To utilize microwave and FSO links in long backhaul stretches over non-populated areas to reach remote rural settlements, appropriate base station towers need to be built resulting in very high CAPEX costs. Since microwave frequencies are regulated and carry licensing fees, this also results in high OPEX. FSO does not involve spectrum licenses since it is based on light transmission, however it is sensitive to certain weather conditions such as fog, sand storms and to alignment errors.
To achieve the goal of worldwide connectivity, three-dimensional integrated networking should be used which encompasses terrestrial, airborne and satellite communications. In fact, to solve the coverage problem in large rural areas without relying on the deployment of costly infrastructure on the ground for backhaul, it is envisioned that communications of flying nodes, for example: High Altitude Platforms (HAPs), Unmanned Aerial Vehicles (UAVs) and tethered Aerostats (balloons), will become ubiquitous in the 2030s.
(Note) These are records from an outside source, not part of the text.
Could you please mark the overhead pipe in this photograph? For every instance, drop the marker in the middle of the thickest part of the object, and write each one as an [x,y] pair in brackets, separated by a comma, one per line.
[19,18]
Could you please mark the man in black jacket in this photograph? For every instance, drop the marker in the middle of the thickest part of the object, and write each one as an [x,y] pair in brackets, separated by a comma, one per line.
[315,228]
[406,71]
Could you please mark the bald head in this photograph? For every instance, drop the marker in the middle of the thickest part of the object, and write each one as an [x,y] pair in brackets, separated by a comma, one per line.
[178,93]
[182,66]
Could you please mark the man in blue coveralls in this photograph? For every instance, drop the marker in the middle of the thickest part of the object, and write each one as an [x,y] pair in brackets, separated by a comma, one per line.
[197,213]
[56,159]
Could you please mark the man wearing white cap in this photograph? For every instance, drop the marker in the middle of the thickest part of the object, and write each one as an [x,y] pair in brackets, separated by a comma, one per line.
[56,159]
A multi-hop network of UAVs, HAPs and tethered balloons can cover thousand of kilometers of sparsely populated area by communicating with each other using directional antennas over mmWave frequencies, before reaching a ground station through an FSO link. Currently, Google’s Loon project designs and uses high altitude balloons to create an aerial wireless network, which can potentially deliver connectivity to people in remote unconnected areas. It has already run several successful field trials: for example, seven balloons were able to relay a signal over a distance of 1000 km with good control over their navigation paths to ensure they stay at the target area.
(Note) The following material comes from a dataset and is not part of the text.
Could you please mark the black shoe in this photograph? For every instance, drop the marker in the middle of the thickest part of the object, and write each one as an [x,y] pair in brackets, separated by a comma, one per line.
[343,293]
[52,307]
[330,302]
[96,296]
Adopting an appropriate fronthaul technology, like mmWave, FSO, WiFi, mesh networks or power line communication, for communication between the base station and the remote radio head (RRH) or the users will also depend on several factors including the population density, geographical characteristics, and distance to the nearest gateway/exchange point. For example: bringing 5G directly to rural areas will not be feasible as a starting point since these areas currently lack even basic internet access. A network should typically start with basic features and gradually evolve over time to reach the 5G performance targets. For this reason, rural connectivity should be identified as the fourth use case of 5G, or possibly the combination of the four use cases could form the foundation of 6G.
One Size Will Not Fit All
To provide sustainable connectivity to rural areas, different aspects need to be successfully integrated like the backhaul and fronthaul technologies, electricity solutions for remote areas, user awareness that creates local services and drives local demand, which in turn leads to more advanced connectivity. All of this needs to be governed by suitable government policies and incentives. In addition, it should be noted that there is no single technology that is best suited to provide connectivity to rural areas. Each solution can be the best fit for certain scenarios while not being convenient for other scenarios.
Combining different rural connectivity technologies while providing the flexibility to evolve to Enhanced-5G/6G as the demand increases and the infrastructure is provided will eventually help achieve global broadband coverage and end the disparity of internet access to the remaining half of world’s population.